The hepatitis C virus (HCV) chronically infects approximately three per cent of the human population causing liver disease, cirrhosis and hepatocellular carcinoma.

The most cost-effective means of controlling infectious disease is through vaccination, however a prophylactic or therapeutic vaccine for HCV is not available.

Essential to the success of an HCV vaccine will be an ability to confer broad protection against seven circulating HCV genotypes (≥33 per cent nucleotide variation).

Our laboratory has developed a vaccine candidate that elicits high titres of broadly neutralising antibody, able to prevent replication of HCV in cell culture.

This activity is dependent on the production of a high molecular weight form of the vaccine that possesses a unique disulfide bonding arrangement.
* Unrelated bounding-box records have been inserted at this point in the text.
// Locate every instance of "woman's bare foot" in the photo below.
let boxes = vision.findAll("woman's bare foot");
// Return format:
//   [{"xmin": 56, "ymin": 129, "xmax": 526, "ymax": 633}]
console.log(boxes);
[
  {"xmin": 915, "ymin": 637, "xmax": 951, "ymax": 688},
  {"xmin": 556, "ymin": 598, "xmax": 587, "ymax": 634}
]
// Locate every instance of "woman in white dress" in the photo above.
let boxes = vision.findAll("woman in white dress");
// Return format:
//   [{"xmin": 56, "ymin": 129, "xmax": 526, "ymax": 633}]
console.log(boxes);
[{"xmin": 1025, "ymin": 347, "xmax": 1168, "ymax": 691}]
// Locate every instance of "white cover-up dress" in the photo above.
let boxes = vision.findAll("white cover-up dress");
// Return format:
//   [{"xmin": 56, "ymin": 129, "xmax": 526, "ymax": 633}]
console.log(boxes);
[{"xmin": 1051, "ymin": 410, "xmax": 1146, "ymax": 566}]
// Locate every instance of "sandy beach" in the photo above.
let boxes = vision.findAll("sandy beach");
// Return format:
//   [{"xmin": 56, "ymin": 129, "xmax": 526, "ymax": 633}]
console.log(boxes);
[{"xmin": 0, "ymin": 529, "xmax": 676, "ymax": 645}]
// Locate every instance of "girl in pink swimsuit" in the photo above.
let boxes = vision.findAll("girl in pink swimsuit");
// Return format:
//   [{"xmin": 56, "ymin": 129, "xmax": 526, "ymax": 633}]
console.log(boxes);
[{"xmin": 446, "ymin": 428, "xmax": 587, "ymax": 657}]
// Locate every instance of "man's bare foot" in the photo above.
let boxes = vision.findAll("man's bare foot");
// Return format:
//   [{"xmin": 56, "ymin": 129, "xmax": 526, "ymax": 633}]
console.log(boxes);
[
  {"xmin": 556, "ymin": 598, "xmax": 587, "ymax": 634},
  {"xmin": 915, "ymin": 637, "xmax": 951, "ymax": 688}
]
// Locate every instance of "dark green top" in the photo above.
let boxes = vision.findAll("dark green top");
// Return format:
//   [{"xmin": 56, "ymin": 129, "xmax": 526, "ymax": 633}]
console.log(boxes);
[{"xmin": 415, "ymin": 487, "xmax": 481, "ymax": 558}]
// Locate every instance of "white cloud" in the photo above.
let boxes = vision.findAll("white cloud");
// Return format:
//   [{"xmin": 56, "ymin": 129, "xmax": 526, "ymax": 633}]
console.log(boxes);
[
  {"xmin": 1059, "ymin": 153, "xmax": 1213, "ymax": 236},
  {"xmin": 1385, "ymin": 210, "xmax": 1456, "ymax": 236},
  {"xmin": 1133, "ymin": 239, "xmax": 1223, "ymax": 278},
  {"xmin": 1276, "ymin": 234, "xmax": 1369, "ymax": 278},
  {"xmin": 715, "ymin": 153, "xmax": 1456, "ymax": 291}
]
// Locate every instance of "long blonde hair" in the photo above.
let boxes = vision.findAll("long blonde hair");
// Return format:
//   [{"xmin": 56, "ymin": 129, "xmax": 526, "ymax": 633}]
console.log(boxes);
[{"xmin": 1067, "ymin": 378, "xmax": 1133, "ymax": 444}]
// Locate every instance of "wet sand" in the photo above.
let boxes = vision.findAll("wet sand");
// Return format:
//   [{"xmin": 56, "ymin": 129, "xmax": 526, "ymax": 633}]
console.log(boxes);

Using our current method of expression only low yields of this protein are obtained, limiting its utility as a vaccine candidate.

The aims of this project:

• Generate efficiently expressed forms of the vaccine that are structurally analogous to the high molecular weight form
• Assess alternative formulations of the vaccine for their ability to elicit broadly neutralising antibodies.

Commonly used techniques include virus infection, western blotting, Blue-native PAGE, affinity purification, protein expression, ELISA, receptor binding assays, antibody neutralisation assays, RNA transcription and transfection, gene cloning and expression and DNA sequencing.

This project will involve handling of infectious organisms (HCV) and animal experimentation.

All procedures will be carried out in a PC2 level laboratory following appropriate standard operating procedures. Appropriate training in PC2 level procedures, virological techniques and animal handling will be provided.